1759-04-09, de Voltaire [François Marie Arouet] à Louisa Dorothea von Meiningen, duchess of Saxe-Gotha.

Madame

Daignez recevoir ces vers que le roy de Prusse m'ordonne absolument de publier.
Ils sont tristes, et convenables au temps. Puissiez vous madame vivre aussi heureuse que les dernières années de madame la markgrave de Bareith ont été cruelles, puisse le ciel donner à votre altesse sérénissime les jours qu'il luy â ôtez et prolonger votre vie prétieuse.

Je ne lis point les gazettes sans frémissement et sans douleur. Je vois que Les deux partis prennent toujours vos terres pour le champ de leurs dévastations. Il est vray qu'il y a de vastes étendües de pays encor plus à plaindre. On écrit aujourduy que tout est en combustion dans le Portugal, que les jésuittes ont trouvé le secret de faire soulever les peuples, secret connu d'eux depuis assez longtemps, mais je ne peux plaindre un pays d'inquisition quand vos forêts sont abbatües.
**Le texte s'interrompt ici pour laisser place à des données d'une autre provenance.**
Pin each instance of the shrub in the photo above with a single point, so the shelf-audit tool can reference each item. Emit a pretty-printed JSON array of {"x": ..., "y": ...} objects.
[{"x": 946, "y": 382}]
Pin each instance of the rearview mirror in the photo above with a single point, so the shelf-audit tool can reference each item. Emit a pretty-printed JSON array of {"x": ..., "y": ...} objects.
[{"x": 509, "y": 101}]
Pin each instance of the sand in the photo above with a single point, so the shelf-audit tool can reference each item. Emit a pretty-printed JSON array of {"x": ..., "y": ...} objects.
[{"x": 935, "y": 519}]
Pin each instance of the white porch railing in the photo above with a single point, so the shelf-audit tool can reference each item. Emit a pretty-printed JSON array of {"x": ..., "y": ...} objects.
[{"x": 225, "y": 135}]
On va s'égorger encor en Allemagne, et on prépare des fêtes à Lyon. Ainsi va le monde. On apprend à cinq heures du soir la mort de cinq à six mille hommes, et on va guaiment à l'opéra à cinq heures et un quart. Le Roy de Prusse pour s'amuser à Breslau a fait l'oraison funèbre d'un maître cordonier. Il dit dans cette pièce d'éloquence que la plus part des rois auraient même été de mauvais cordoniers et que dieu ne les a fait rois que par ce qu'ils n'auraient pu gagner leur vie que dans ce métier là. Il a oublié nos talons rouges dans cette oraison funèbre. Cependant il les avait vus. Je fais des vœux pour que vos altesses sérénissimes et la grande maitresse des cœurs voyent les talons de tous ceux qui viennent vous piller. Que v. a. s. daigne toujours agréer les souhaits et le profond respect du suisse V.